Kami berdua sama sekali tidak terlihat tertawa atau ingin tertawa. Padahal di dalam diriku rasa ingin tertawa sudah membuncah, meledak-ledak tidak keruan.
Memangnya dia pikir dia—
“Park Chanyeol? Apa yang sedang kau lakukan dengan compdeskmu?”
--oh busted!
Semua pandangan tertuju ke arahku, termasuk Kyungsoo. Dia memang pandai berakting.
Setelah mengirim tombol send, aku menekan sebuah tombol yang membuat semua historyku dengan D.O terhapus. D.O juga sepertinya sedang menghapus historynya dengan ku. Akan tetapi D.O tidak akan tertangkap. Ia memiliki keahlian mengetik tanpa melihat ke keyboard dan layar yang tertempel pada meja.
Ya. Meja belajar kami adalah sebuah layar yang bisa diatur kapan saja menyalanya. Meja ini sangat multifungsi. Dengan adanya meja ini, kami sebagai murid tak perlu lagi menggunakan buku yang butuh menebang banyak pohon di hutan yang hampir punah, juga tak perlu membeli pena berisi tinta seperti setengah abad yang lalu. Iya, dengan itu kami tak perlu membawa buku tulis atau apapun itu karena semuanya akan tersimpan pada meja ini. Seperti komputer, gadget note, dalam wujud meja. Meja ini disebut compdesk.

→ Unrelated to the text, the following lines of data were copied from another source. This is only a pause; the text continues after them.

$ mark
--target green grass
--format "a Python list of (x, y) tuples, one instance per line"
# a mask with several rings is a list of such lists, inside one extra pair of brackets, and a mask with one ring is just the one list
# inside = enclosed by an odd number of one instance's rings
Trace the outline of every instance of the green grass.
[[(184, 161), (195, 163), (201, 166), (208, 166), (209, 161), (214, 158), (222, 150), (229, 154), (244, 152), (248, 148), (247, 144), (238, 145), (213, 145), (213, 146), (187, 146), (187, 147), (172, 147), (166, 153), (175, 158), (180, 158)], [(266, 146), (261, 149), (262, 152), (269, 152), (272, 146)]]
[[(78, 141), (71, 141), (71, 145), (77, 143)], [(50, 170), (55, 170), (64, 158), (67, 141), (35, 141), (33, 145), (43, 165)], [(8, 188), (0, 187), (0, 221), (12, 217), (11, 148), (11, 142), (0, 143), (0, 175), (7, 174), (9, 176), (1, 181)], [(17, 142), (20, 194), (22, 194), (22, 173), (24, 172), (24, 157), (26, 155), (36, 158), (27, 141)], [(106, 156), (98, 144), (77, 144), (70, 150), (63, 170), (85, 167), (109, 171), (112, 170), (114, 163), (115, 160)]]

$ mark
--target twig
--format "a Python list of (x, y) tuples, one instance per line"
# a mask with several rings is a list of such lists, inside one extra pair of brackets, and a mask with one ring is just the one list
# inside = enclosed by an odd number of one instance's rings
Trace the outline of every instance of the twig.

Meja ini tersambung dengan transmitter yang berada di leher kami. Semua orang memilikinya, transmitter berbentuk bulan sabit yang meingkar di leher. Alat ini berfungsi sangat banyak, terutamanya untuk akses digital ke berbagai alat. Selain itu, alat ini adalah pengganti ponsel di setengah abad yang lalu. Dengan alat ini, segala kepraktisan terpenuhi. Ketika kita ingin menyalakan sebuah alat elektronik, kita hanya harus memikirkannya. “Menyalalah!” dan alat itu pun akan menyala. Namun kita benar-benar harus mengucapkan kata itu di dalam kepala, sebagai sebuah passcode.

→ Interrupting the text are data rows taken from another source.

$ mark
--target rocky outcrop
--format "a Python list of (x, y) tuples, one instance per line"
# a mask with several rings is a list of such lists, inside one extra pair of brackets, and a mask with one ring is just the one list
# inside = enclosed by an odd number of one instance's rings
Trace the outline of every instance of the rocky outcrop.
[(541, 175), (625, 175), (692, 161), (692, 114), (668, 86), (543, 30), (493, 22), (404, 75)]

Jika kita ingin mentransfer uang, maka nyalakanlah alat ini dan sebuah layar virtual akan muncul di depan wajah kita. Pilih menu transfer uang dan jumlahnya lalu tekan ke layar virtual, kirim. Selesai. Jika yang menekan tombol di leher itu adalah kita, maka hanya kita yang bisa melihatnya. Akan tetapi jika orang lain yang menekannya, maka orang lain itu dan kita yang bisa melihatnya.

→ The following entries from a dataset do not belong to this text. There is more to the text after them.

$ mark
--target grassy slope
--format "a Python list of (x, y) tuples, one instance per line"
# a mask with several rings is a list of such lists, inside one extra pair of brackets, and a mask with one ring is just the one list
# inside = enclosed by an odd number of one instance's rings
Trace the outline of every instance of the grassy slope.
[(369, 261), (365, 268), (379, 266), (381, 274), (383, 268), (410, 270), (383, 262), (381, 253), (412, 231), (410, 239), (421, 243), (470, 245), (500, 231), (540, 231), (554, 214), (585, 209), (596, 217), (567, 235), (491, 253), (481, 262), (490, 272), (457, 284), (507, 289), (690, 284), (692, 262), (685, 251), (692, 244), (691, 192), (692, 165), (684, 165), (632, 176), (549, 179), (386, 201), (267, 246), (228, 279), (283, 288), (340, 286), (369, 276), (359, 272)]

Sebenarnya kita bisa saja mencatat pelajaran kita menggunakan layar virtual yang dihasilkan alat di leher ini, jika kau mau seharian lehermu tegang karena penggunaan berlebihan alat ini. Di balik kemudahannya, alat ini memiliki beberapa efek samping. Dan leher tegang adalah salah satu efek sampingnya.
“Mengetik apa yang Seonsangnim katakan tentu saja.” jawabku santai.
Alis Park Seo Joon seonsangnim terlihat melengkung lagi dan seperti akan bertaut. Wajah skeptis guru sejarah itu tampakkan padaku, menatapku lurus dan judgeful. Aku tetap berusaha terlihat tenang dan menunjukkan wajah ‘aku mengatakan yang sejujurnya’. Meskipun jelas-jelas wajah Park Seonsang terlihat meragukan ucapanku.
“Apakah aku berkata sepanjang itu? Kau seperti mengetik 3 kalimat atau lebih..” Wajah Park Seonsang terlihat lebih mengadili dari sebelumnya.
”Saya memiliki kebiasaan untuk menulis sesuatu dengan panjang Park Seonsangnim.” Aku mengangkat kedua bahuku lalu menurunkannya lagi. “Anda meragukan saya Park Seonsang? Kalau begitu Anda boleh melihat ke alat perekam vital sign yang ada di pergelangan tangan saya.” Jawabku.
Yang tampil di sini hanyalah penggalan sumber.